Claude Code Prompt Cache TTL Changed from 1h to 5m — Quota Burn Rate Spike and Cost Impact
Around March 6, 2026, Claude Code users began experiencing a sudden spike in quota consumption and extra-usage billing. Analysis of ~120K API calls from user session JSONL logs revealed that Anthropic changed the default prompt-cache TTL from 1-hour to 5-minute per-request optimization. This caused a 17-26% cost increase for long coding sessions because cache_create operations (charged at write rate, $3.75-$6.25/MTok) replaced cheaper cache_read hits ($0.30-$0.50/MTok) when sessions paused beyond 5 minutes. A client-side bug in versions before v2.1.90 exacerbated the issue: sessions that exhausted subscription quotas would stay permanently on 5m TTL. Keywords: Claude Code cache TTL, prompt caching ephemeral_5m, quota burn rate, cache_create vs cache_read, Anthropic API pricing, v2.1.90 fix, JSONL session analysis, Max plan quota exhaustion.
Symptoms
- Quota limit reached much faster than before — users hitting 5-hour limits for the first time in March 2026 despite similar usage patterns
- Extra usage credits burning rapidly while Max/Pro plan quota shows high remaining capacity (e.g. 86%+ weekly capacity unused but $200 in extra credits consumed)

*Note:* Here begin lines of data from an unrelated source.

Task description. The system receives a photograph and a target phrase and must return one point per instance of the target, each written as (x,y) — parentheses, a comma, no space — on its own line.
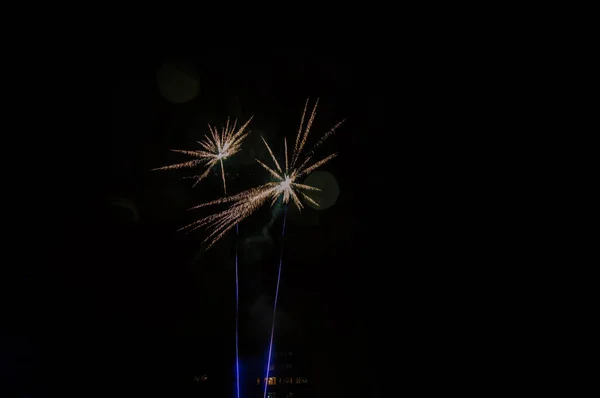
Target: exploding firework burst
(286,186)
(216,147)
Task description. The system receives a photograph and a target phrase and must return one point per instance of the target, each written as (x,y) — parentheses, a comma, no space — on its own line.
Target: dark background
(102,302)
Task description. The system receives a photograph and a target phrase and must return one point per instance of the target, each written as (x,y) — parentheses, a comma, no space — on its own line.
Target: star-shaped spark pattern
(216,147)
(286,186)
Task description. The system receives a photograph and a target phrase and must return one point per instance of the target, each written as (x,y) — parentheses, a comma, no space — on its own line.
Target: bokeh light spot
(329,189)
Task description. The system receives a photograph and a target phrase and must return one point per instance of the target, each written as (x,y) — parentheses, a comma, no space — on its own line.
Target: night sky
(112,295)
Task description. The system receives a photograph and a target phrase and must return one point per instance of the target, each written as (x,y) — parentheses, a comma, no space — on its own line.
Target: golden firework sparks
(286,186)
(216,147)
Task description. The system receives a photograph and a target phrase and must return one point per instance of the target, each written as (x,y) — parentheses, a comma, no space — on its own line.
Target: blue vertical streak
(237,306)
(275,304)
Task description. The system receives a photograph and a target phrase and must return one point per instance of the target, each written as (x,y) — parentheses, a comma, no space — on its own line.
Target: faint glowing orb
(177,82)
(329,189)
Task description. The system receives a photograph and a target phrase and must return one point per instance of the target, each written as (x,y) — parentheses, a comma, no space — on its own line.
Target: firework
(216,147)
(286,186)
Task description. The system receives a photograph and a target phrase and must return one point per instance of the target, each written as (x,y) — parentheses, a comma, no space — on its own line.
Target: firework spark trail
(275,303)
(216,147)
(244,204)
(237,307)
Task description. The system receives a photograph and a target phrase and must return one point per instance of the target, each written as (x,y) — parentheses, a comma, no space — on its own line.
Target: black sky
(142,306)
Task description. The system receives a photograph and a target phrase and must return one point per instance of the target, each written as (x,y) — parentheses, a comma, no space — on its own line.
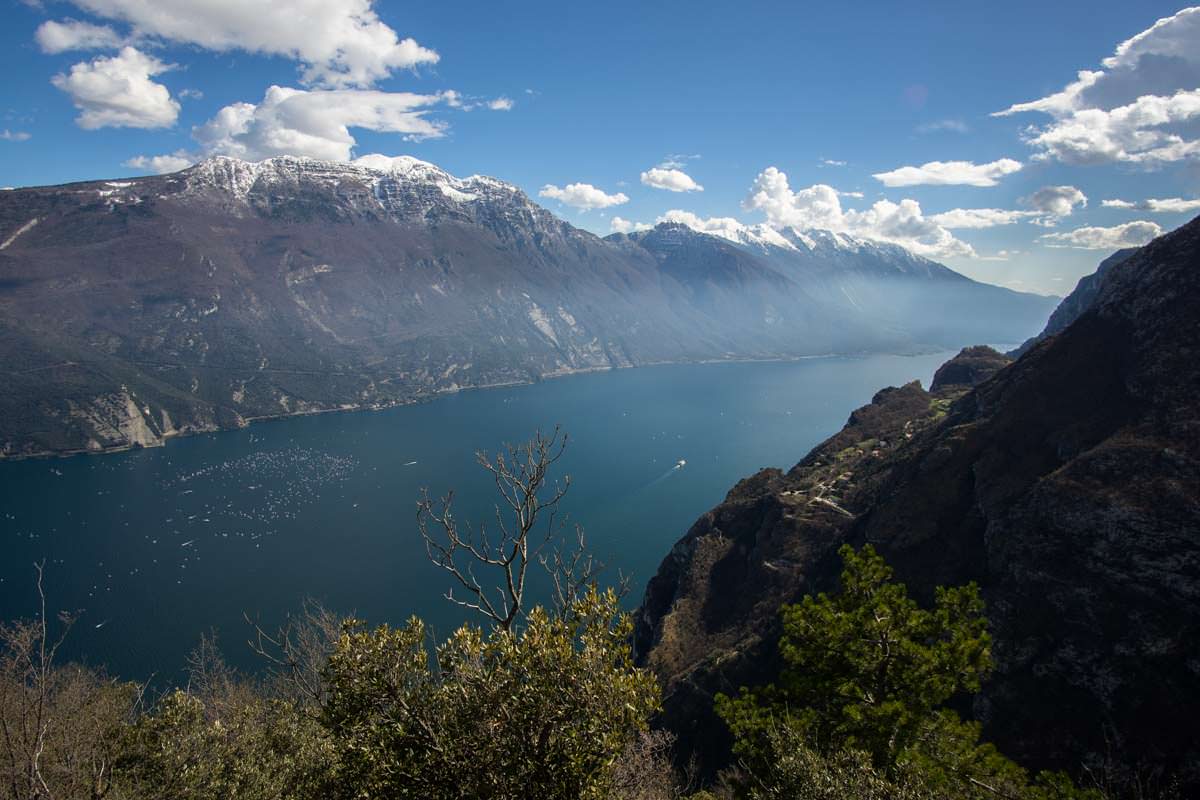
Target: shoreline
(437,395)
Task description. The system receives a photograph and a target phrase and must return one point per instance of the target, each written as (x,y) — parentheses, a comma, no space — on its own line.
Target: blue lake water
(156,547)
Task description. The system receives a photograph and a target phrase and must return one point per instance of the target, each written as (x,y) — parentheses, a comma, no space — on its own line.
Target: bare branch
(528,499)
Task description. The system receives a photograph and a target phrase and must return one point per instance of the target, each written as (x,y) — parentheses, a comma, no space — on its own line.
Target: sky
(1019,143)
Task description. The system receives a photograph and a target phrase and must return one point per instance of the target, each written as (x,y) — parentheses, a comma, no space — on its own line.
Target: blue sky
(783,113)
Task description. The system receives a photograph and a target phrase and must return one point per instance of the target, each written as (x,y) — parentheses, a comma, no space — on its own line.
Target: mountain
(137,310)
(1079,300)
(1063,482)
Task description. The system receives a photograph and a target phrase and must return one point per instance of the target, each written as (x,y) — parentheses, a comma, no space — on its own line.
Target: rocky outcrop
(1079,300)
(1067,483)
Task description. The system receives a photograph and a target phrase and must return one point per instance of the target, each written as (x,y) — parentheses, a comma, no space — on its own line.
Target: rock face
(1067,483)
(136,310)
(1079,300)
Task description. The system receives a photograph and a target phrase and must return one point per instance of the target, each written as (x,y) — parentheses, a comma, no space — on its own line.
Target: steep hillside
(132,311)
(1067,483)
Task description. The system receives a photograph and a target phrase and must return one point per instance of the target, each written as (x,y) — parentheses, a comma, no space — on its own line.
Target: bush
(544,711)
(857,710)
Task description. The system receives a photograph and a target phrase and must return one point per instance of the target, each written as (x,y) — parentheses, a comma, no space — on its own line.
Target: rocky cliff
(1067,483)
(132,311)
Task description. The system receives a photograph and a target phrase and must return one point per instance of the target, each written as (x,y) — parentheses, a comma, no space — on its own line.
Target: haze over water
(156,547)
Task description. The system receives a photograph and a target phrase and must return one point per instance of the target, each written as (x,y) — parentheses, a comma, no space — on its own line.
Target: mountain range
(1066,483)
(137,310)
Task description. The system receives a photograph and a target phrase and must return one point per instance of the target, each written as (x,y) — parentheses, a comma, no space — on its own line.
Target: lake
(155,547)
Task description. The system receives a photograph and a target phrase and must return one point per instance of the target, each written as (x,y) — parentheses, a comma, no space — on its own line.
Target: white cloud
(315,124)
(1056,200)
(949,173)
(118,91)
(1163,205)
(1131,234)
(958,218)
(75,35)
(340,42)
(820,206)
(672,180)
(1141,108)
(816,206)
(161,164)
(677,160)
(953,126)
(621,226)
(582,196)
(1001,256)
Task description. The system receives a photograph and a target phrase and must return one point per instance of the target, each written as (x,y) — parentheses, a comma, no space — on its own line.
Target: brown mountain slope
(1066,483)
(132,311)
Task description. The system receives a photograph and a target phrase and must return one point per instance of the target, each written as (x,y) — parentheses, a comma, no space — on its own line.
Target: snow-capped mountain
(136,310)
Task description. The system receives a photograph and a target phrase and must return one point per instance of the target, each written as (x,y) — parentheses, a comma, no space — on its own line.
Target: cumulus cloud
(340,42)
(958,218)
(1131,234)
(1163,205)
(1056,200)
(949,173)
(816,206)
(621,226)
(75,35)
(672,180)
(953,126)
(677,160)
(820,206)
(118,91)
(161,164)
(583,197)
(315,122)
(1141,107)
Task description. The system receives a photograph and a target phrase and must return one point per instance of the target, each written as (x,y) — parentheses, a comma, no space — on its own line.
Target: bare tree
(27,672)
(298,651)
(528,528)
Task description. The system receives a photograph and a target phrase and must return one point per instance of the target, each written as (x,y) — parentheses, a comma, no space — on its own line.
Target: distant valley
(135,311)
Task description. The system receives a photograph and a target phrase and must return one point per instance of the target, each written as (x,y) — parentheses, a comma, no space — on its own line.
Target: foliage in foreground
(858,709)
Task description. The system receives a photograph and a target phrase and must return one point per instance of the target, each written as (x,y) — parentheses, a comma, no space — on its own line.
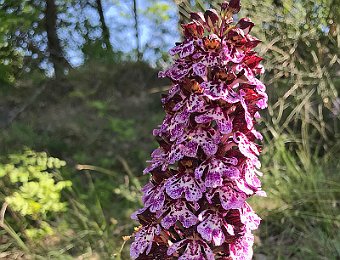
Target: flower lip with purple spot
(206,165)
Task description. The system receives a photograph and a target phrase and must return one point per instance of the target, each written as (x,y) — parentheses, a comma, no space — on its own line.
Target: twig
(24,106)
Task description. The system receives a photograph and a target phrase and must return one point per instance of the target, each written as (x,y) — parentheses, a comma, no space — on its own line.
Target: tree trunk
(105,29)
(54,46)
(135,15)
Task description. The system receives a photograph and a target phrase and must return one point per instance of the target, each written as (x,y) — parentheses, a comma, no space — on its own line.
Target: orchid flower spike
(206,165)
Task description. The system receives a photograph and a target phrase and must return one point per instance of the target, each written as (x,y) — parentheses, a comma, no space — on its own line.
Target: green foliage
(301,211)
(29,188)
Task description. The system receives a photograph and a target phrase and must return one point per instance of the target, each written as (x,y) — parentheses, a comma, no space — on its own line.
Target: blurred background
(80,97)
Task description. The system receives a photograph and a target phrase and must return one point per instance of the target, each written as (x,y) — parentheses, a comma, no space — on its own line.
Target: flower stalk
(206,165)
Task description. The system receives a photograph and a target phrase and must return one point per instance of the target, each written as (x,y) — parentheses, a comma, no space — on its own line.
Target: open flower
(206,166)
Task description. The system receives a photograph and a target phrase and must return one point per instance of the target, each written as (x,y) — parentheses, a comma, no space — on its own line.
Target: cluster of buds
(206,165)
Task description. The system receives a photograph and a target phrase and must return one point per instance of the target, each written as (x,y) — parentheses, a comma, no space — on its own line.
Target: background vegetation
(80,97)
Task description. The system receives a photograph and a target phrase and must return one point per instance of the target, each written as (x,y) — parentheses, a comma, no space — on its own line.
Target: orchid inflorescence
(207,162)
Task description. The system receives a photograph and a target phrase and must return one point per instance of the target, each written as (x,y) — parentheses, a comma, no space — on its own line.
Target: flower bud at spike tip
(206,165)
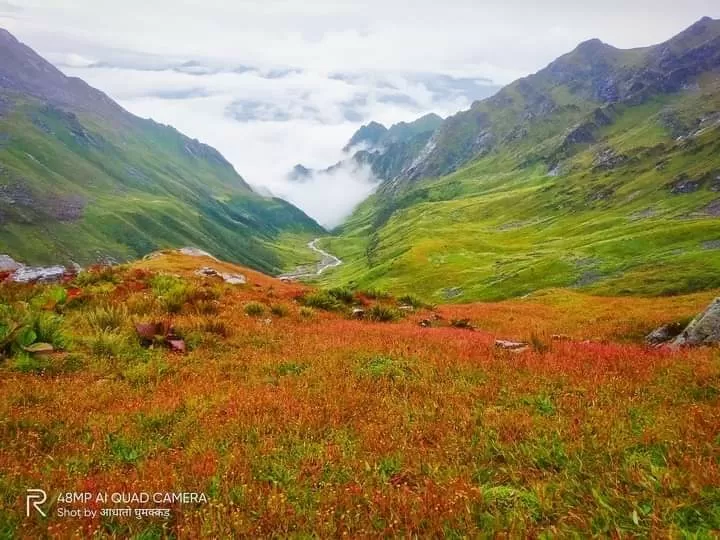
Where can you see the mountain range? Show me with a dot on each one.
(82, 180)
(599, 172)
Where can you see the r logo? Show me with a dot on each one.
(34, 499)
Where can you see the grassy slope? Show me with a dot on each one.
(316, 425)
(142, 190)
(498, 228)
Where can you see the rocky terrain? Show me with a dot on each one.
(82, 180)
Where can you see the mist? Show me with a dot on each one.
(330, 196)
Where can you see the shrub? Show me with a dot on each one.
(140, 304)
(411, 300)
(321, 300)
(207, 307)
(97, 275)
(537, 344)
(48, 329)
(384, 367)
(463, 324)
(174, 293)
(341, 294)
(375, 294)
(380, 313)
(109, 343)
(107, 317)
(217, 327)
(254, 309)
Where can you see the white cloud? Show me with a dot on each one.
(331, 196)
(306, 114)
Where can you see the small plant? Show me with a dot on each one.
(375, 294)
(380, 313)
(411, 300)
(217, 327)
(107, 317)
(341, 294)
(384, 367)
(108, 344)
(207, 307)
(538, 344)
(290, 368)
(463, 324)
(96, 275)
(321, 300)
(254, 309)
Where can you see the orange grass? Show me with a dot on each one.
(320, 425)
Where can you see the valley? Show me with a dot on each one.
(293, 417)
(515, 335)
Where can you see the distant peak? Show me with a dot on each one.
(6, 36)
(375, 125)
(592, 44)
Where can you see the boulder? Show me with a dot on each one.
(234, 279)
(48, 274)
(195, 252)
(511, 345)
(7, 264)
(703, 330)
(206, 271)
(664, 334)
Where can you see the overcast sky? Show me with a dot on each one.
(273, 83)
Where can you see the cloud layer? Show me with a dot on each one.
(272, 83)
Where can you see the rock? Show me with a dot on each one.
(195, 252)
(7, 264)
(232, 279)
(206, 271)
(510, 345)
(703, 330)
(177, 345)
(608, 159)
(452, 292)
(30, 274)
(665, 333)
(148, 331)
(463, 324)
(684, 185)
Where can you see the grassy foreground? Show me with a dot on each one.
(298, 421)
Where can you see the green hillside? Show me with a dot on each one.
(601, 172)
(82, 180)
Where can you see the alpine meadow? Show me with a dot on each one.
(515, 335)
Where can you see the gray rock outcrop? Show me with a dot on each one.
(703, 330)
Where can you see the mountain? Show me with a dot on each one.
(387, 151)
(83, 180)
(600, 172)
(288, 407)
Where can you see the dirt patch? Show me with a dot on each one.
(713, 209)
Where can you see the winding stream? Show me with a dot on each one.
(328, 260)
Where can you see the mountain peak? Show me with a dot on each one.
(369, 134)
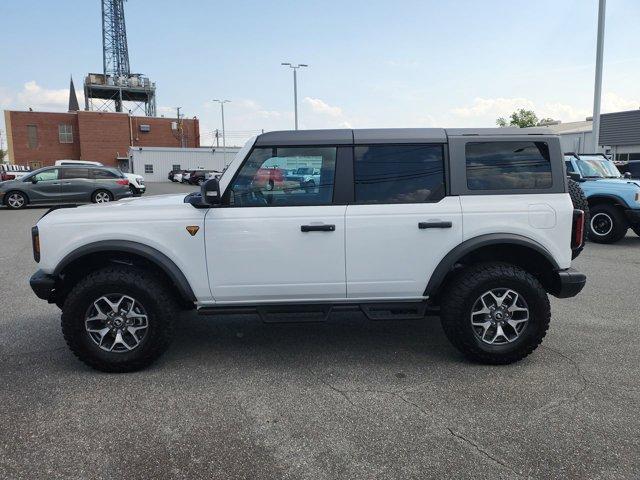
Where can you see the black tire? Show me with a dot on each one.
(12, 205)
(464, 290)
(607, 224)
(156, 299)
(581, 203)
(94, 196)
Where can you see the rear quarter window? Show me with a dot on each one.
(511, 165)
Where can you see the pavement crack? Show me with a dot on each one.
(484, 452)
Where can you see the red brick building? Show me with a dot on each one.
(40, 138)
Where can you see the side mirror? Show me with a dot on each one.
(210, 192)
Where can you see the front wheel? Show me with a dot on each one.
(101, 196)
(119, 319)
(495, 313)
(607, 224)
(15, 200)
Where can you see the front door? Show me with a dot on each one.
(277, 238)
(401, 224)
(46, 188)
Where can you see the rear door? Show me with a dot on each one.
(76, 186)
(46, 189)
(278, 242)
(401, 223)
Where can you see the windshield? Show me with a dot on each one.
(597, 167)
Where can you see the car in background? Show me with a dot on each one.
(13, 172)
(65, 184)
(614, 199)
(136, 182)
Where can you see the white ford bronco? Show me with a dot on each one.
(474, 225)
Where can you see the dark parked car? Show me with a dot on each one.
(198, 177)
(65, 184)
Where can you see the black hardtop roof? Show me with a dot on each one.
(384, 135)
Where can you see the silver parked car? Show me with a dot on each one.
(65, 184)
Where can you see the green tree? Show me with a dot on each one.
(520, 118)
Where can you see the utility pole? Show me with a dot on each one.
(295, 87)
(224, 142)
(597, 93)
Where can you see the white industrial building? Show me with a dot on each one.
(155, 163)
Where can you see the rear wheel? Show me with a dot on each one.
(101, 196)
(118, 319)
(15, 200)
(607, 224)
(495, 313)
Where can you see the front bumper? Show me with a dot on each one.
(633, 216)
(568, 283)
(43, 285)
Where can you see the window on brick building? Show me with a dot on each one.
(65, 133)
(32, 136)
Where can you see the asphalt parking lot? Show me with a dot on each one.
(353, 399)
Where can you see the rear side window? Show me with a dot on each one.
(103, 174)
(68, 173)
(508, 165)
(399, 174)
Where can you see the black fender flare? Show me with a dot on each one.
(475, 243)
(126, 246)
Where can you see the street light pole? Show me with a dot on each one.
(295, 87)
(224, 142)
(597, 93)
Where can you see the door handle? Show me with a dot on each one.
(317, 228)
(434, 224)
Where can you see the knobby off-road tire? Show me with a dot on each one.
(580, 202)
(462, 295)
(153, 300)
(607, 224)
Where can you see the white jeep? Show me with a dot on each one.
(476, 226)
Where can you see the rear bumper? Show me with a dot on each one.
(633, 216)
(43, 285)
(568, 283)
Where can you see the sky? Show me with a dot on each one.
(423, 63)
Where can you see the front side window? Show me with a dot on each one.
(285, 176)
(399, 174)
(65, 133)
(47, 175)
(515, 165)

- Cache-creation token counts spike dramatically in session logs (ephemeral_5m_input_tokens replacing ephemeral_1h_input_tokens)
- Long coding sessions become disproportionately expensive — cost grows super-linearly with session length due to repeated cache re-creation after 5-minute pauses
- Sessions that exhausted subscription quota become stuck on 5m TTL until process restart (fixed in v2.1.90)
Error signatures
ephemeral_5m_input_tokens > 0 and ephemeral_1h_input_tokens == 0 in Claude Code JSONL session logs
API Error 400: 'You're out of extra usage' despite plan dashboard showing available quota
cache_creation tokens in usage object at 5m tier repeatedly for same context blocks
Possible causes
- Server-side per-request TTL optimization activated March 6, 2026: Claude Code client selects 5m vs 1h cache TTL per API request based on expected cache-reuse patterns. Anthropic tuned this heuristic so that one-shot or rarely-revisited requests use cheaper 5m writes (~1.25× base), while frequently re-accessed context uses 1h writes (~2× base with amortized reads). The net effect was more requests landing on 5m TTL, which penalizes long coding sessions with pauses.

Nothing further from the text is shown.